Господин Дюран с сочувственным видом покачал головой.
Этой темой и воспользовался Феликс, чтобы придать беседе несколько иное направление.
— Наш школьный учитель господин Казен, — сказал он сладким голосом, — сегодня на уроке географии рассказывал нам о Мексике. Это, кажется, очень красивая страна.
— Да, очень, — подтвердил господин Дюран. — Страна древнейшей культуры.
— Господин Казен рассказывал нам об астеках, — продолжал Феликс, — об их богах Кецалькоатле и Тезкатлипоке…
— Кецалькоатль… — повторил приезжий.
Глаза его были полузакрыты. Казалось, он весь ушел в раздумье.
— До чего странные имена! — воскликнула моя мать. — В мое время нас учили более простым вещам. Что это такое этот Кецаль…
— Кецалькоатль, — сказал господин Дюран, — «Пернатый Змей». Легендарный царь, превратившийся в бога.
— Бог ветра, — сказал я вполголоса.
— Чего только не бывает! — прошептала моя мать, кутая плечи в шерстяную коричневую шаль.
— А чем там занимался ваш кузен? — спросил господин Дюран, поворачиваясь к моему отцу.
— Всем понемногу. Он родился здесь, в Пиренеях, следовательно, умел обращаться со скотиной, обрабатывать землю. Отец рассказывал мне, что этот самый кузен Жан потерпел кораблекрушение, плавая на небольшом судне. Он спасся, но потерял свои последние жалкие крохи.
— У каких берегов это было?
— Не знаю. Мои родители знали этого парня лучше. Но они умерли… — Отец вздохнул, — Что и говорить! Не все становятся богачами в дальних краях. Молодые воображают, что там они найдут груды золота. Действительность частенько куда менее приятна.

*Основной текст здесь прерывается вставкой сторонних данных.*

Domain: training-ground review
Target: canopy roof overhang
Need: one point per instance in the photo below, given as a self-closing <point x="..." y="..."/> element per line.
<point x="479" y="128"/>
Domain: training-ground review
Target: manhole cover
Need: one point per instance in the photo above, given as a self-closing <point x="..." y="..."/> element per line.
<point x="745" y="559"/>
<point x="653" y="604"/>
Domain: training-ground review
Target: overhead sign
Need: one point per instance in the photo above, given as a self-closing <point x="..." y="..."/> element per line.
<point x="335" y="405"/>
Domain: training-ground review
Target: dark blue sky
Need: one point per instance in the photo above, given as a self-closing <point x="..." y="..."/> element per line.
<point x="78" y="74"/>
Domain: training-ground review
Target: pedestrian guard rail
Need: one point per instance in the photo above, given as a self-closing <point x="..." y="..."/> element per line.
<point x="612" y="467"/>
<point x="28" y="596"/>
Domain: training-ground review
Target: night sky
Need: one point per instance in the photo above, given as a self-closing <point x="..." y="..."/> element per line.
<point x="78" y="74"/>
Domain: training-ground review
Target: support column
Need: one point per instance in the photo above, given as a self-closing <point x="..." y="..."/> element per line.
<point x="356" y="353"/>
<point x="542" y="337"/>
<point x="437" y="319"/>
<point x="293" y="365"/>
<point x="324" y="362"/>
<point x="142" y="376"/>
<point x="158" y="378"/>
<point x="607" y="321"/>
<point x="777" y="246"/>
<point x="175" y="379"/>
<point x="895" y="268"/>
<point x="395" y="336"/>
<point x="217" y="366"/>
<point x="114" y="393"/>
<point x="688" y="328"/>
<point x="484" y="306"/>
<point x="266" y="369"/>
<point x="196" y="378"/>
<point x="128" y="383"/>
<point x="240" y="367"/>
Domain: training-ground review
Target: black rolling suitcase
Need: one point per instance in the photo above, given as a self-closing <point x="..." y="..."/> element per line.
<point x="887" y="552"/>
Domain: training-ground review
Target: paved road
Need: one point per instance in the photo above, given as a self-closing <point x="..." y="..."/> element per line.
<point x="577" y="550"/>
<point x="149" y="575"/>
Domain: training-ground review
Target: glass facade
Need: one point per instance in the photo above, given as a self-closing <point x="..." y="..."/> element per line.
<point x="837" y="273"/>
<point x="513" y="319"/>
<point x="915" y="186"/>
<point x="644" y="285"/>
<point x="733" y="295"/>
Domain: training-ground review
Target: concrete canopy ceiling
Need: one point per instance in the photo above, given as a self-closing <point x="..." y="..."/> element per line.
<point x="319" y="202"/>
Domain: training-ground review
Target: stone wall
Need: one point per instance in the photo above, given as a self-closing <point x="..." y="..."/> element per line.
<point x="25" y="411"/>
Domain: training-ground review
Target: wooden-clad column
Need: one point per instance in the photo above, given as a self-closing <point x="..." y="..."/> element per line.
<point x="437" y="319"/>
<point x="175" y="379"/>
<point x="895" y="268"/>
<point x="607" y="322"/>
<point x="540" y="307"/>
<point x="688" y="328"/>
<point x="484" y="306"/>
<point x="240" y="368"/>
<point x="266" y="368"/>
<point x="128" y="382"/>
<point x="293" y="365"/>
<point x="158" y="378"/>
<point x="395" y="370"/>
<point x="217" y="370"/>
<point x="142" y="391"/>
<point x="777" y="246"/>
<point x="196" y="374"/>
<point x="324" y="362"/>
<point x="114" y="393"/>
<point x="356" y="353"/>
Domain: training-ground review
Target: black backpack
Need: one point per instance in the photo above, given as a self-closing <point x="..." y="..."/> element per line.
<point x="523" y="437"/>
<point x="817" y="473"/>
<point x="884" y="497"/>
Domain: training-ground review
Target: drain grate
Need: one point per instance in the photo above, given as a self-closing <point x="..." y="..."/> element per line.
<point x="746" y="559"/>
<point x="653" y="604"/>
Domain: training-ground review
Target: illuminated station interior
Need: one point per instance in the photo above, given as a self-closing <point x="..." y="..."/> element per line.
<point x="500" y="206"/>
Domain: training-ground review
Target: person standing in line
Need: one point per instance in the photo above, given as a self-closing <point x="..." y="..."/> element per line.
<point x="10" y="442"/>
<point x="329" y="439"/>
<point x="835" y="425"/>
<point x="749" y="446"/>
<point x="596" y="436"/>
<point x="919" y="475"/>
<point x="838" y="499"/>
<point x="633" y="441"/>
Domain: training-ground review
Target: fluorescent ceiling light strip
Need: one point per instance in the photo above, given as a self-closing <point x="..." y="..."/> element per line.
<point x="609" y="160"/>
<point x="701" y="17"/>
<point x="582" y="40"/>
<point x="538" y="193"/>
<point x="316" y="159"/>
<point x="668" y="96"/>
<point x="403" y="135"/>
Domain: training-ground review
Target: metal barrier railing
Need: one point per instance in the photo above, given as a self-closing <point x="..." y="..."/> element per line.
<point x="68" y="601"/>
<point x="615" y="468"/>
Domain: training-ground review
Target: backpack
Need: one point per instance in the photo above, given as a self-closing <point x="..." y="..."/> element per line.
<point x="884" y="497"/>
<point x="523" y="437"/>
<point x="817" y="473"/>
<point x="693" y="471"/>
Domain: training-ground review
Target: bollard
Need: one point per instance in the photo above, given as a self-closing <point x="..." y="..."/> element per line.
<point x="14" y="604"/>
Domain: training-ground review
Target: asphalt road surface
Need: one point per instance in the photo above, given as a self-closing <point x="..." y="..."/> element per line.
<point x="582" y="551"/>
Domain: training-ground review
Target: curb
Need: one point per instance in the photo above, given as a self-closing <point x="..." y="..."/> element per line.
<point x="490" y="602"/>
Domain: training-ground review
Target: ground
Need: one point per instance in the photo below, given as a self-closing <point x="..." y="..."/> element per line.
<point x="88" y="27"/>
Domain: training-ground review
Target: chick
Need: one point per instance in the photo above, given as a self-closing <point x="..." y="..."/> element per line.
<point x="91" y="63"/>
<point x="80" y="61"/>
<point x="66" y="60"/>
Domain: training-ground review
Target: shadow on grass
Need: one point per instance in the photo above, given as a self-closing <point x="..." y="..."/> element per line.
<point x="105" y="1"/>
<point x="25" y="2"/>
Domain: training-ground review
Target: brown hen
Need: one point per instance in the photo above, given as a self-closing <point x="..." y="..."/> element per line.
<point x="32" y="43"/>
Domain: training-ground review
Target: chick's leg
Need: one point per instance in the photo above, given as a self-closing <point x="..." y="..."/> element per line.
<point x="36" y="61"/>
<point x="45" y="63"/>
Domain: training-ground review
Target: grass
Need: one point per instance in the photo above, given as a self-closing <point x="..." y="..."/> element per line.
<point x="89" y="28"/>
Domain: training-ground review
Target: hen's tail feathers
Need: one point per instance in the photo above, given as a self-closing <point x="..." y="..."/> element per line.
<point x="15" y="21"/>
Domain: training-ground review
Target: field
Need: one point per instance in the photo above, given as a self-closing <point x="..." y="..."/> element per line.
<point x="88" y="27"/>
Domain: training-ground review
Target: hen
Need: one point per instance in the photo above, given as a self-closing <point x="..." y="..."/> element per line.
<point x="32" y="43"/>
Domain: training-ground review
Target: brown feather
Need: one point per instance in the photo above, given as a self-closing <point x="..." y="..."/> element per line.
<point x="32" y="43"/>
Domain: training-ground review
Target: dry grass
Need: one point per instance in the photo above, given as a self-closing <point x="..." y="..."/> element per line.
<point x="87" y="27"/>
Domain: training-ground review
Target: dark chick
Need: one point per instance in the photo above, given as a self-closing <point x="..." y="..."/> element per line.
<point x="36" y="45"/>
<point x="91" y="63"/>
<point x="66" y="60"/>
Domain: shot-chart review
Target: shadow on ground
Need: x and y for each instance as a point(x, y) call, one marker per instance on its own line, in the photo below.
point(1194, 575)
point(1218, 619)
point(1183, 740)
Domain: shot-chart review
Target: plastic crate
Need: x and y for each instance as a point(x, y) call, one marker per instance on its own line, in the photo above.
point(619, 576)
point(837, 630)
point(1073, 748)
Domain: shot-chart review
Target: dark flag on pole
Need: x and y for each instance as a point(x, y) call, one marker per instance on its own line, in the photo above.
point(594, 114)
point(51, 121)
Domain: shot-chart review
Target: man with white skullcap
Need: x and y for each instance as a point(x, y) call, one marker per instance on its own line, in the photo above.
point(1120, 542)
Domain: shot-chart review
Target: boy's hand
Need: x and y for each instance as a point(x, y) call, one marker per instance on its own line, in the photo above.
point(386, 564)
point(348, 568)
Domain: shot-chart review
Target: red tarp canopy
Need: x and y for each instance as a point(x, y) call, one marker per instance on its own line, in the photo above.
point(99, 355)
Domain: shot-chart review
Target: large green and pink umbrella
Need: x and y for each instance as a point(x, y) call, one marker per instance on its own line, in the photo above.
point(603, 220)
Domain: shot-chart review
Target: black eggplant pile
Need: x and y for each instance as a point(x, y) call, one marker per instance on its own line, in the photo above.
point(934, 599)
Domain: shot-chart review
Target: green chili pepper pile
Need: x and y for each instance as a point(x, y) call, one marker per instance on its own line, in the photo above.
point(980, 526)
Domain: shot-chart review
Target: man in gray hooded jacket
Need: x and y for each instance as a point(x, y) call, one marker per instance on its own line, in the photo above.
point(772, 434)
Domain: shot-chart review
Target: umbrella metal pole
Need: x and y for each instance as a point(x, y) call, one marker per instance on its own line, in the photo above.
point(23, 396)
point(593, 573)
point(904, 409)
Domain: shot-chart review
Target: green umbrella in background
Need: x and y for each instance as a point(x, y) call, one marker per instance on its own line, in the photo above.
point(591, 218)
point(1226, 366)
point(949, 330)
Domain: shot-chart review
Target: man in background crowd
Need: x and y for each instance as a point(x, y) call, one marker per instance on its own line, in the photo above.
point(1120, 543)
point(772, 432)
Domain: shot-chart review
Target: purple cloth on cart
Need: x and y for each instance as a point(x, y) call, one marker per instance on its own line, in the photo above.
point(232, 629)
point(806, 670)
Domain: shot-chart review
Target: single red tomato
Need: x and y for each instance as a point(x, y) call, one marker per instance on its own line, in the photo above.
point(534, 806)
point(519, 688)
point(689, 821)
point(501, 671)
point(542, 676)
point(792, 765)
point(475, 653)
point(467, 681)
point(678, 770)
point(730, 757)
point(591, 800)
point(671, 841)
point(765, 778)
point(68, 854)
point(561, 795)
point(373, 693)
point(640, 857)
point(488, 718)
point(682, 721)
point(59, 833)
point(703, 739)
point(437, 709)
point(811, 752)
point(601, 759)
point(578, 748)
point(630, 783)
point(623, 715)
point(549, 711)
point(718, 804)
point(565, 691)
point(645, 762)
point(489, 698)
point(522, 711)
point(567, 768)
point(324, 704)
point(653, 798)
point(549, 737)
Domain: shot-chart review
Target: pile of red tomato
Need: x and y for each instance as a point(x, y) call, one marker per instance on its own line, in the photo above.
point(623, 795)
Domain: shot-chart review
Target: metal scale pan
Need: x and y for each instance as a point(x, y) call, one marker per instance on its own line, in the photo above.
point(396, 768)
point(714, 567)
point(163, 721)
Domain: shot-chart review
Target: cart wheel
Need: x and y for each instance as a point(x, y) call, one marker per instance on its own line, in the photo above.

Я заметил, как загорелись на какой-то миг глаза нашего гостя, затем он опустил голову и вздохнул.
— И все же Мексика великолепная страна, — сказал Феликс, который с ангельским терпением пытался перевести разговор на астеков.
— И там уже издавна живут люди, — вставил я, в свою очередь.
Эмиль Дюран взглянул в мою сторону и сказал:
— Там встречаются удивительные памятники.
— Вы их видели?
— Я знаю о них понаслышке и по книгам…
— В какой же отрасли вы работаете? — поинтересовался Илларион.
— В писчебумажной, — ответил Дюран. — Но сейчас я отдыхаю. У меня слабые легкие, а здесь чудесное место для отдыха.
— Вы попали в прекрасный дом. Покой, тепло, домашняя кухня. Госпожа Даррегиберри отменная повариха.
— Я уже пробовал ее рагу. Великолепно!
— Одно плохо — в ближайшие дни выпадет снег. Совершать дальние прогулки вы уже не сможете. Вот только если вы любите лыжи…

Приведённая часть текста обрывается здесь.